Chloroquine (CQ) and hydroxychloroquine (HCQ) have recently become the focus of global attention as possible treatments for Coronavirus Disease 2019 (COVID-19). The current systematic review aims to assess their safety in short treatments (≤14 days), whether used alone or in combination with other drugs. Following the PRISMA and SWiM recommendations, a search was conducted using four health databases for all relevant English-, Chinese-, and Spanish-language studies from inception through 30 July 2021. Patients treated for any condition and with any comparator were included. The outcomes of interest were early drug adverse effects and their frequency. A total of 254 articles met the inclusion criteria, including case and case-control reports as well as cross-sectional, cohort, and randomised studies. The results were summarised either qualitatively in table or narrative form or, when possible (99 studies), quantitatively in terms of adverse event frequencies. Quality evaluation was conducted using the CARE, STROBE, and JADAD tools. This systematic review showed that safety depended on drug indication. In COVID-19 patients, cardiac adverse effects, such as corrected QT interval prolongation, were relatively frequent (0–27.3% and up to 33% if combined with azithromycin), though the risk of torsade de pointes was low. Compared to non-COVID-19 patients, COVID-19 patients experienced a higher frequency of cardiac adverse effects regardless of the regimen used.
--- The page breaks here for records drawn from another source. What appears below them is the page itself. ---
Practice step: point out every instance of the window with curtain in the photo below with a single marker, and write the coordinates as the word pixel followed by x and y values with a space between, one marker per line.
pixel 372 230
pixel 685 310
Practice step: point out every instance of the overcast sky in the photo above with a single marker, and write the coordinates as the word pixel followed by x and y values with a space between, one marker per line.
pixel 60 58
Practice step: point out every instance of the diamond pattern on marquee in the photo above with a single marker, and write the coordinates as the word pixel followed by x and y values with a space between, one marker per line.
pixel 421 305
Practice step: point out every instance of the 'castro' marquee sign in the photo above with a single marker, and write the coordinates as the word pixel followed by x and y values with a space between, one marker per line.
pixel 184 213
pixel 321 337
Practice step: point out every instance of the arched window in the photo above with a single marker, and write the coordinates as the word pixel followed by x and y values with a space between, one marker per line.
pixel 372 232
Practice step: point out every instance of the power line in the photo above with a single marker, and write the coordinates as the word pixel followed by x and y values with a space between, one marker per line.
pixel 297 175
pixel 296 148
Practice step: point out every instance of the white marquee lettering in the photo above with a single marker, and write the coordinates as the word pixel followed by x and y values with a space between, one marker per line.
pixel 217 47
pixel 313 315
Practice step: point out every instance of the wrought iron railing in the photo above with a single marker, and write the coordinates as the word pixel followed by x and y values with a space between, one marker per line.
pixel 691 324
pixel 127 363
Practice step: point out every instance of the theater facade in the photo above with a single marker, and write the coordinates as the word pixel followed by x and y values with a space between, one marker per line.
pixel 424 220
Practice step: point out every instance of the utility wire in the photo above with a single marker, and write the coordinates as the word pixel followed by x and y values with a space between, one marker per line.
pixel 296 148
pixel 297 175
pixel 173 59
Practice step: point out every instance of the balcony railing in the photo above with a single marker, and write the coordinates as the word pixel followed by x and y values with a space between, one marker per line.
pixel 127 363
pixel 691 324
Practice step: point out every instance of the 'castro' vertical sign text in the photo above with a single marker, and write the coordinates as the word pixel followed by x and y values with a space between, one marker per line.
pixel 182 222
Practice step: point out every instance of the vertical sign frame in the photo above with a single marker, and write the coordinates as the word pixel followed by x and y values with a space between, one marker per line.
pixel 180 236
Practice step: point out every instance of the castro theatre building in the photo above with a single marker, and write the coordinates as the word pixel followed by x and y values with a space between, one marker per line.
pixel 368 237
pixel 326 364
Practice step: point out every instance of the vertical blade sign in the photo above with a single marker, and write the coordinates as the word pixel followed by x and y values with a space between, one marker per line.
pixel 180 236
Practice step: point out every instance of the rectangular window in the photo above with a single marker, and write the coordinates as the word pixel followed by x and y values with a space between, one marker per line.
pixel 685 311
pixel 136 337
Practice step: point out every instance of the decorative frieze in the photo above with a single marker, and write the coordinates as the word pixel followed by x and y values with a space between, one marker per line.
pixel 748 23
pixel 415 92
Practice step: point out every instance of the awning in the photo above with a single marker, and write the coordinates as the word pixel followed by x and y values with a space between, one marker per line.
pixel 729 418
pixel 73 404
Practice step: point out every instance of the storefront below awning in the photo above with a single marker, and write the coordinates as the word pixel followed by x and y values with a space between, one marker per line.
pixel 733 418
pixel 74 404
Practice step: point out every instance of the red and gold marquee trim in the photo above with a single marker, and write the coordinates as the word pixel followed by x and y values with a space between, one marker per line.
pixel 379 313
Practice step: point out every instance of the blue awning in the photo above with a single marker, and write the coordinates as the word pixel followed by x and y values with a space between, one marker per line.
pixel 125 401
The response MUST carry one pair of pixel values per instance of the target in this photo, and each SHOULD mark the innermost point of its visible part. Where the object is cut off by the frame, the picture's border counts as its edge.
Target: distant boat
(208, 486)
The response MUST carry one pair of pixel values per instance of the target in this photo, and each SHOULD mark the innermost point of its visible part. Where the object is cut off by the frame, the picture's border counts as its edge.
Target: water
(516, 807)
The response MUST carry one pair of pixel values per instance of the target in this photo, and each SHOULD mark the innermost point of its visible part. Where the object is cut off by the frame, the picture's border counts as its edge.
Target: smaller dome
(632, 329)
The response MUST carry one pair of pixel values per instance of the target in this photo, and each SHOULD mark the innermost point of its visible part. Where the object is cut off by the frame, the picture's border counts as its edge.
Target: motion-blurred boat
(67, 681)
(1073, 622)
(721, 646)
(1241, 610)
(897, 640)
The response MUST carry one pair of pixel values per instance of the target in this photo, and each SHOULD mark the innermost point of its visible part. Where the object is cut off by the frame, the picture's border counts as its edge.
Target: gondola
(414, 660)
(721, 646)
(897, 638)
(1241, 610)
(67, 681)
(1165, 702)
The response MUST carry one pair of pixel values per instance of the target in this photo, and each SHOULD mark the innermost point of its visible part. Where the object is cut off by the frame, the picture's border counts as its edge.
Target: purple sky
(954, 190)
Dermatological adverse effects affected 0–10% of patients with autoimmune diseases and COVID-19. A broad spectrum of neuropsychiatric adverse effects affected patients treated with CQ for malaria with variable frequencies and some cases were reported in COVID-19 patients. Gastrointestinal adverse effects occurred regardless of drug indication affecting 0–50% of patients. In conclusion, CQ and HCQ are two safe drugs widely used in the treatment of malaria and autoimmune diseases. However, recent findings on their cardiac and neuropsychiatric adverse effects should be considered if these drugs were to be proposed as antivirals again.